Islanders Lose by a Touchdown, Flattened by Flyers


(If there any more errors in spelling and grammar than usual, I apologize wholeheartedly. I don’t want to relive this terrible game anymore than I have to. Thanks for reading.)

UNIONDALE, N.Y.–  Terrible. Awful. Embarrassing. Unprofessional. Laughable. Amateurish. Sickening. Detestable. Familiar. Historic. These are just some of the words to describe one of the New York Islanders’s worst (if not THE worst) home loss at the Nassau Veterans Memorial Coliseum.

The Philadelphia Flyers destroyed the Isles 7-0 in front of a packed house, and undoubtedly such a turnout won’t be recorded for some time after this nonsense. Who can blame us, right? I’d rather have the ability to change channels then having to leave a game early and feel as if I just wasted hard-earned cash on rubbish.

And if you think I’m harsh now,wait and see what happens  if the Isles lose to the Ottawa Senators tomorrow. There will be some of the most heinous (censored) critique in the short history of this website.

The scoreboard has very little to do with the rage at hand, but rather inspired directly by Jack Capuano and Mark Streit‘s handling of the situation, today and throughout the entire losing streak that was this homestand. More on this subject in a minute. For now here’s the recap.

Game Recap

The Philadelphia Flyers scored at the 26th second (you read correctly: 26 seconds, people) mark of the first (and just as quickly in the second, 15th second mark. Yes, 15 seconds) to set an indelible mark of domination that weighed heavily upon the conscious of every Islander player for the entire game, sans Matt Martin.

Captain Claude Giroux ‘put his money where his mouth is’ taking the opening faceoff and waltzing into New York territory then burying a wrist shot passed a dazed and confused Isles’s defense. Perhaps Evgeni Nabokov hadn’t even looked up before he realized the entire Flyers squad came ‘a knocking.

Giroux had lambasted his teammates for lack of heart and concentration their past few games, and called for all 20 men to act like professionals and play some NHL-level hockey. They answered his call, not before Giroux set the example and set it early.

What’s worse, after having earned his well-deserved NHL First Star of the week, John Tavares (and equally so, Matt Moulson) had his worst game of the year, taking ridiculous penalties and failing to cover properly on the backcheck. Tavares would be called for Tripping in the first (although, upon closer inspection, may have been a bad call) and another later for Unsporstmanlike, nay UnTavareslike Conduct. If that isn’t an indication of how bad things were going at his juncture, I don’t know what is.

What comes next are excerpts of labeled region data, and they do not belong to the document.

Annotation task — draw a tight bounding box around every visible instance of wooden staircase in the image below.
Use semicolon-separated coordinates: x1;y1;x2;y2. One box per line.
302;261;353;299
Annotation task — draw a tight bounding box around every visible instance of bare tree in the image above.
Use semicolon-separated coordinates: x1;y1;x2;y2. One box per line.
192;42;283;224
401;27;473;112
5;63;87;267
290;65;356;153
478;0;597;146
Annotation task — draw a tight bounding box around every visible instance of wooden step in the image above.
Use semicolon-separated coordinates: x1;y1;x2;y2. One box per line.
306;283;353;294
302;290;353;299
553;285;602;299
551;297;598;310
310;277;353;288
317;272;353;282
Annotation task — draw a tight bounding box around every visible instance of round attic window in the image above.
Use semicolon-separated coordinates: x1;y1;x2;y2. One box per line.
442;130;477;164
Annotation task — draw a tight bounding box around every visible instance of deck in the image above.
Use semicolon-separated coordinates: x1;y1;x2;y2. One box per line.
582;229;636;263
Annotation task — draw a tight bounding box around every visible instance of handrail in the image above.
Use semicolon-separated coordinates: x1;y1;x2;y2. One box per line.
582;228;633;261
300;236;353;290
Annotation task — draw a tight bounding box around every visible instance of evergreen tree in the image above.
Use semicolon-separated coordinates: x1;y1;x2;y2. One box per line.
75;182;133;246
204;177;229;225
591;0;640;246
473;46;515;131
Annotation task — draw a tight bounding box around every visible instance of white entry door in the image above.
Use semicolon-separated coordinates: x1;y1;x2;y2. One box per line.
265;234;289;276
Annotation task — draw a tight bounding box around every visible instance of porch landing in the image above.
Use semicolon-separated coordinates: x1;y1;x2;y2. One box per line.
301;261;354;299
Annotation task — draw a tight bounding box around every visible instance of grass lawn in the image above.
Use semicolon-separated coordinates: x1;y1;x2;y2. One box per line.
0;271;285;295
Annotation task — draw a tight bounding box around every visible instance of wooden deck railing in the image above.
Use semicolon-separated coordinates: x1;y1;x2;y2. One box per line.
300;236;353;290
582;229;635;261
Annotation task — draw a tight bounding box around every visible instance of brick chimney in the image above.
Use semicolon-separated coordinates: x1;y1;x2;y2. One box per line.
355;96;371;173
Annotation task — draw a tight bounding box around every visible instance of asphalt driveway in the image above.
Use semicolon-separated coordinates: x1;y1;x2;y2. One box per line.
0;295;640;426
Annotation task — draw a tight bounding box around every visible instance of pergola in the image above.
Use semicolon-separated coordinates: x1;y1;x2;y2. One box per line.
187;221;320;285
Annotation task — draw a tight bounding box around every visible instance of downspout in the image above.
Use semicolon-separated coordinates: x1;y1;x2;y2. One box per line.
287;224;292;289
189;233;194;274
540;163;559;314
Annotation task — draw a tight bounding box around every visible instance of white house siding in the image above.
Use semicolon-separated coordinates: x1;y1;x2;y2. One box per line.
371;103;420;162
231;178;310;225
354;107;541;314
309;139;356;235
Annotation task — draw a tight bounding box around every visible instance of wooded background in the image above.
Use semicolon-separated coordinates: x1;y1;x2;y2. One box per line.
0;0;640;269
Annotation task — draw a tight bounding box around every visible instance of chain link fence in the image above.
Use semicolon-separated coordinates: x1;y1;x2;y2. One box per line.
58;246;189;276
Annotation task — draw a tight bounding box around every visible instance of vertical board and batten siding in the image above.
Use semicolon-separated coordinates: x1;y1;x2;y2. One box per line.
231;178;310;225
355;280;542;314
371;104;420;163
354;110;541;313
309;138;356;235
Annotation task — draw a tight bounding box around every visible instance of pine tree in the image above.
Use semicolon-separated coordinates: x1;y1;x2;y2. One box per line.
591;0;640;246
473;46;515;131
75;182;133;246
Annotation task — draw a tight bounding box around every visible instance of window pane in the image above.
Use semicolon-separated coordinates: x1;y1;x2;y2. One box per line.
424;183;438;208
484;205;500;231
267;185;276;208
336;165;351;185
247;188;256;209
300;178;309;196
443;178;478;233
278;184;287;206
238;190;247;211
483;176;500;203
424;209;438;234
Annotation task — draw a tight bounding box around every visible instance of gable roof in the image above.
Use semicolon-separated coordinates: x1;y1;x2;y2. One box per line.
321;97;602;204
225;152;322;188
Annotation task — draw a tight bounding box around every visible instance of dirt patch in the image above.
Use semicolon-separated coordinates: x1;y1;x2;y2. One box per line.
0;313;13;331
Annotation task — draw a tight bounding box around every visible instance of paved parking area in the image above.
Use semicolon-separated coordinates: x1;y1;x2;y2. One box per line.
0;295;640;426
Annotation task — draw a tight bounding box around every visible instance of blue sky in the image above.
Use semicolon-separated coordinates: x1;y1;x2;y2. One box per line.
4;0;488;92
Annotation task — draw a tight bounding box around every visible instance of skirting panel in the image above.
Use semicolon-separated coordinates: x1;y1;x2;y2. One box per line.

The only two Islanders worth mentioning here are Nabokov and Matt Martin: one who had the grave misfortune of being left on the ice unnecessarily after allowing  three by the middle of the second period, while the other tried to awaken his team from their catatonia with his fists, taking on Wayne Simmonds and later Braydon Coburn. Too bad he didn’t punch some of his teammates instead.

The Flyers contained the Tavares line in every conceivable manner, and practiced a dump-and-crash style of play that caught the flat Islander defense completely and undeniably by surprise. Flat doesn’t begin describe the lack of energy, poise, and will exuded from this so-called NHL hockey club.

The opportunistic Flyers tacked on three goals in the second courtesy of Matt Read, Brayden Schenn, and a second by Giroux. By the close of the period, it was like watching Slap Shot pre-Hanson brothers.

The Islanders’s Power Play wasted a full 5-on-3 opportunity, with terrible offensive zone passing, even icing the puck at one point, ending the contest 0-for-5. Dreadful. Moreover, the Penalty Killing unit went 2-for-4 and was the only, minuscule sliver of good news to report (if you consider everything else, yes, it was ‘good’.)

In the spirit of irony and just plain good laughs, the Islanders are 2nd in the NHL on the PP and 4th on the PK. How that’s possible I have no idea.

The 7th goal hurt the most, as Nabokov was either fed up or simply exhausted. Whatever the case, he was out of position. And I’m sure he didn’t appreciate the gesture made by both Capuano and the Flyers. See for yourself:

Burn the tape of this game, you say? Absolutely. Burn the tape and those dreadful, cursed alternate Jerseys.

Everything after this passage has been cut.